TEXT BY 伊藤秀隆(監督/プロデュース/脚本)

 夏の大作シーズン直前リポート! 意外な面白さの映画が登場だ!!

 夏の映画ラッシュまであと少し!日本での夏の大作映画はだいたい6月ぐらいから公開が始まる。しかし、ここアメリカでは5月から。その直前の4月は嵐の前の静けさと言う感じで、あまり目新しい映画は公開されないのが普通である。だが、今年は違う。意外なところから面白い映画が飛び出したのだ!
 1つ目にご紹介するのがやっと公開が実現したジョエル・シューマッカー監督の『フォーン・ブース』。この映画、実は昨年の秋に公開が予定されていたのだが、ちょうどワシントンDCにて本物の連続狙撃事件が勃発。やむなく公開延期となってしまっていた。主演のコリン・ファレルは一時オスカー獲得もありえるのではないか?と囁かれるほどの熱演を披露していただけに、オスカーの時期に公開を逃してしまったのは残念だ。

 さて、気になる内容だが、有名人の広報を担当する主人公が、結婚しているにも関わらず、毎日同じ公衆電話から女優志望の彼女に電話をかけていた。ある日、いつもの様に電話をし、受話器を置いた直後、電話がなった。声の主はライフルでその公衆電話を狙っているという。最初は悪いジョークと考える主人公だが、イタズラでない事を示す為に彼の目の前で関係のない人間が狙撃される。犯人の要求は「電話を切るな」というもの。やってきた警察やメディアが公衆電話を取り囲み大騒動に発展、果たして主人公の運命やいかに? これだけでも実に興味をそそられるストーリーだが、公開の週は見事全米ナンバー1を記録するなど好調な滑り出しを見せている。
 続いてご紹介するのは『ゴースト・オブ・アビス』。監督、製作は『T2』『タイタニック』のジェームズ・キャメロンだ。ただし、この作品は通常の映画としては公開されない。公開されるのは、巨大スクリーンでおなじみのI-MAXシアター。しかも、今回はなんと3D映画としての公開である。

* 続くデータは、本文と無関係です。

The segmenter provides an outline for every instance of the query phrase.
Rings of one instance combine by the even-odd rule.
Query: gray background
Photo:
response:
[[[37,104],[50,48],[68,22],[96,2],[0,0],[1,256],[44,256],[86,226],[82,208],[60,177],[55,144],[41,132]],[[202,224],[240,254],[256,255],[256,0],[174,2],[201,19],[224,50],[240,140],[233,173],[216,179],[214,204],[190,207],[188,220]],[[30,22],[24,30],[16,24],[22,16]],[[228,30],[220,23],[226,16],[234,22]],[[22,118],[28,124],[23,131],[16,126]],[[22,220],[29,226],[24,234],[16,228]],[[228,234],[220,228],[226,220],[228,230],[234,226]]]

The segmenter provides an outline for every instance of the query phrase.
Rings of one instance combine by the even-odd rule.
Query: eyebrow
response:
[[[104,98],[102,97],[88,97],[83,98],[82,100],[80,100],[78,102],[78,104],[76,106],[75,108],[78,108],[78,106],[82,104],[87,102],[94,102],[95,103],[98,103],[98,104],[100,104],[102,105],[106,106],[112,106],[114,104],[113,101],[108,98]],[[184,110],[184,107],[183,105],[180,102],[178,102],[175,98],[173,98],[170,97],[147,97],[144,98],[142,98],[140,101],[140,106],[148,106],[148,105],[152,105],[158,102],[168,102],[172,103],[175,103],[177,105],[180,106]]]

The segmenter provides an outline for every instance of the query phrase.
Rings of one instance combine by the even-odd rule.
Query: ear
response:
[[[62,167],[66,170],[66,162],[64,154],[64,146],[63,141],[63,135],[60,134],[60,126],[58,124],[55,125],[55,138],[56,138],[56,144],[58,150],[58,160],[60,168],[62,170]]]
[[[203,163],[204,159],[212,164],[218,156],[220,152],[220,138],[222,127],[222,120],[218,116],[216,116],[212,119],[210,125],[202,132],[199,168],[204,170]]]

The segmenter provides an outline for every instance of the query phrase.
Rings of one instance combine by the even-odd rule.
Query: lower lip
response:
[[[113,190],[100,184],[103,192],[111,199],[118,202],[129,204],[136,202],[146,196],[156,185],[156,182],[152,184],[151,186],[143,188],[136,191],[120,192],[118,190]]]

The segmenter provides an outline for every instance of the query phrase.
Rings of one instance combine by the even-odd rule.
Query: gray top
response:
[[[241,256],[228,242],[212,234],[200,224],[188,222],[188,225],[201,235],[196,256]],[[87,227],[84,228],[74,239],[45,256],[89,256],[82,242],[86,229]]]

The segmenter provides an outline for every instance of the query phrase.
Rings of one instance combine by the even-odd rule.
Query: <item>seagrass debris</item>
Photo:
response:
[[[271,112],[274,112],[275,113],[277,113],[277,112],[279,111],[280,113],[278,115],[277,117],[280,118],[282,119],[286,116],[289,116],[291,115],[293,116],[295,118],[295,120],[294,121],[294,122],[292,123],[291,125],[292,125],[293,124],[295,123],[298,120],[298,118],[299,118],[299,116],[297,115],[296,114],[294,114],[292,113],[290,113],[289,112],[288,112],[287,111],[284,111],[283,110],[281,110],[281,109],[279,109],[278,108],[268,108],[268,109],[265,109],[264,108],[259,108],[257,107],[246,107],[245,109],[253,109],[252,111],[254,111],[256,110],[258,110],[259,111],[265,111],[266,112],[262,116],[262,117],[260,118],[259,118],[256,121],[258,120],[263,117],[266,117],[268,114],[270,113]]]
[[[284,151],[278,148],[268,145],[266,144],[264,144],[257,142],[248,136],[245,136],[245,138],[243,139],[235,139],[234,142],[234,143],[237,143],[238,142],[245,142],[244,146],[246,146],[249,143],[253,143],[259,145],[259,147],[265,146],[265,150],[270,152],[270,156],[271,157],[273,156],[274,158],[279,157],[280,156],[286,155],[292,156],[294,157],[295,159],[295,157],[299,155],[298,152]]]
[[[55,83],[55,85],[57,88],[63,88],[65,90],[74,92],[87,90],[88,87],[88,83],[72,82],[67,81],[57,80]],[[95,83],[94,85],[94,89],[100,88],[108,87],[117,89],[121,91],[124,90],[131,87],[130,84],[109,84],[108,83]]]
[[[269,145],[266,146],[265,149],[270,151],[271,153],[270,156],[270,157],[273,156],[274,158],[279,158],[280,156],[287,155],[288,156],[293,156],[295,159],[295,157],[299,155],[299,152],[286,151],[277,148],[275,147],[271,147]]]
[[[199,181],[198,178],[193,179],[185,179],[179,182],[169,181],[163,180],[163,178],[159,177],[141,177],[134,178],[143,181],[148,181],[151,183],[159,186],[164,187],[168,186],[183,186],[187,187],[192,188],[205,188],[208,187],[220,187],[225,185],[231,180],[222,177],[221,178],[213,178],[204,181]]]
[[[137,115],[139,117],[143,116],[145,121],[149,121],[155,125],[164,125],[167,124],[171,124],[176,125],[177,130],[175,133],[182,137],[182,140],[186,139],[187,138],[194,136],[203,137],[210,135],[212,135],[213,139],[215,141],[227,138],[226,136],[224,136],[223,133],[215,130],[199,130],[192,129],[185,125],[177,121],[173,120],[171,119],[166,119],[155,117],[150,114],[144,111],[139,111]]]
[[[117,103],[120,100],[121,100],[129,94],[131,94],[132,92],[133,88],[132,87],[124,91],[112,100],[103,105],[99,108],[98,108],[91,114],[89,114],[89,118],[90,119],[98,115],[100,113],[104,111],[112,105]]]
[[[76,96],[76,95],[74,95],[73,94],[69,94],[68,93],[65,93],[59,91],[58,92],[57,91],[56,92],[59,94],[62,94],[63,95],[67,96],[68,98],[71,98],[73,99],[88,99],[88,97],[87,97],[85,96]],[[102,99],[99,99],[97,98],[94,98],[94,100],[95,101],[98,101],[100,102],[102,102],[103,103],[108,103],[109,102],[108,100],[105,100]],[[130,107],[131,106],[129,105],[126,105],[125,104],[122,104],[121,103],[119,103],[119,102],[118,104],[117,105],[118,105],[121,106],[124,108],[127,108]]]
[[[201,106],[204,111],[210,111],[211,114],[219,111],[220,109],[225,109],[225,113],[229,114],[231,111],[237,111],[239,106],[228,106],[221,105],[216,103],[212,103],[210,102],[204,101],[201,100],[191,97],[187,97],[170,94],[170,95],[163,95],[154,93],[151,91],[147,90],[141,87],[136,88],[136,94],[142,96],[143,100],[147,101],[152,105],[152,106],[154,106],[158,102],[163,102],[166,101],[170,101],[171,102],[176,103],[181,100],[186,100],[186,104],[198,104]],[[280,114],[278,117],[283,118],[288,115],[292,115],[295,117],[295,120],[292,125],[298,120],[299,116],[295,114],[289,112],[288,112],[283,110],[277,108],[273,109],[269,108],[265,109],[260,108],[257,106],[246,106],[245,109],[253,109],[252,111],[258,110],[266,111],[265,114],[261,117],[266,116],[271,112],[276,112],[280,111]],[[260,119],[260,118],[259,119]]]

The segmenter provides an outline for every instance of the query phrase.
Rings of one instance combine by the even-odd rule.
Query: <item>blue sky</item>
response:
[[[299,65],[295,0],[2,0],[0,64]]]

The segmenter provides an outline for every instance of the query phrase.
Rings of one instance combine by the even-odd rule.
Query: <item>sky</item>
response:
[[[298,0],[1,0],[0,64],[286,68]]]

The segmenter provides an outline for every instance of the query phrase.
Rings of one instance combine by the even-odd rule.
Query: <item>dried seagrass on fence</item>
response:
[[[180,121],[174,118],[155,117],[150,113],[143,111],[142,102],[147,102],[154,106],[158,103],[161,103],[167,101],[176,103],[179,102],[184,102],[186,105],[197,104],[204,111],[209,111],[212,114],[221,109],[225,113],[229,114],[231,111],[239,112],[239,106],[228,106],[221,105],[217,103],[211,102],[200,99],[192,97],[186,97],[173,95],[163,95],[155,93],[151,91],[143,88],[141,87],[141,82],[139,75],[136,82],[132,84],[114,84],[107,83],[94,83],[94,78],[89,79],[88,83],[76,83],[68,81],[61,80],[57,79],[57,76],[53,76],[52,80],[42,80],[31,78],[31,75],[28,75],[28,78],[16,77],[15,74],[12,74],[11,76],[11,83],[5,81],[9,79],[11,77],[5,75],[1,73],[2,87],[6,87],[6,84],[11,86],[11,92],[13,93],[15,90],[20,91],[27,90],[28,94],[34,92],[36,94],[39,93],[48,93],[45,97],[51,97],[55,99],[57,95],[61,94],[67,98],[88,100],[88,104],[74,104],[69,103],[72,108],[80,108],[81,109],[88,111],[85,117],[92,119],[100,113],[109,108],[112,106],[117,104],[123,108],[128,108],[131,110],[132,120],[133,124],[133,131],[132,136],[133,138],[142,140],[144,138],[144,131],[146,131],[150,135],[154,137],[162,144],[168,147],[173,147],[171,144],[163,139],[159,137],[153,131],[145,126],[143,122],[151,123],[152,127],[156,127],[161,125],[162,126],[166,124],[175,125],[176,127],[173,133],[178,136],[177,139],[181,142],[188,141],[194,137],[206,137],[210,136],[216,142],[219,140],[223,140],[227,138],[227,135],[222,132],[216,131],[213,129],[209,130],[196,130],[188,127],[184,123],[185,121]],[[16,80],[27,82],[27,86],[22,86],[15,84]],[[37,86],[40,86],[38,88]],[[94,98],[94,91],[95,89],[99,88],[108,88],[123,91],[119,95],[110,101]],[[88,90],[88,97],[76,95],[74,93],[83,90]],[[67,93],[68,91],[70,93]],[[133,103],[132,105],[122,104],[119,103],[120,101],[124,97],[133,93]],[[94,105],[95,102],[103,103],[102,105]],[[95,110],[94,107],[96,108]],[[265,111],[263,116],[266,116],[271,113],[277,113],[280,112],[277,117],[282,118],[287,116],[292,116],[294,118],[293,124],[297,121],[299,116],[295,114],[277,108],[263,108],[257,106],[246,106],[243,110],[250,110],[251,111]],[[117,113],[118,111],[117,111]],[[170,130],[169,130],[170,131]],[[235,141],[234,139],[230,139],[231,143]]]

 内容は、キャメロン監督が『タイタニック』のリサーチのために潜水艦でタイタニックの内部に潜入し、かつて誰も見たことのない海底のタイタニック号内部をハイテク技術を駆使して撮影したドキュメンタリー映画。世界中から集められた歴史、海洋考古学、海洋生物学の専門家達が結集し、最先端の技術と知識を駆使してタイタニックを90年の眠りから呼び覚ます。
『ゴースト・オブ・アビス』
キャメロン監督6年ぶりの作品。彼の映画としての次回作は噂では宇宙ものだとか…。しかも、宇宙に実際に行ってくるらしい!!
 毎回、CG技術を駆使した素晴らしいエンターテイメント映画を製作するキャメロンだが、今回も実際に残された写真や再現された乗客の姿を朽ち果てた本物のタイタニック号に重ね合わせながら、迫力ある3D映画として見せていく。その手腕はさすがキャメロン! 通常のドキュメンタリー映画とは一線を画した感動と冒険に満ち溢れた娯楽映画に仕上がっている。これは一見の価値ありだ。

 日本では、夏休み映画として7月19日から公開されるというのもうなずける。普通の映画館では絶対味わえない興奮をIMAXシアターで感じて欲しい。
I-MAX:アメリカの映画館では最終回には一般の映画をI-MAXスクリーンで上映するという粋な計らいをしてくれる。
 さて、夏の大作映画シーズンだが、今週の金曜日から『X-MEN 2』の公開が始まりその後『マトリックス リローデッド』など夏の話題作が続々登場する。さーこの夏、読者の皆さんは素敵な作品に何本出会えるのでしょうか?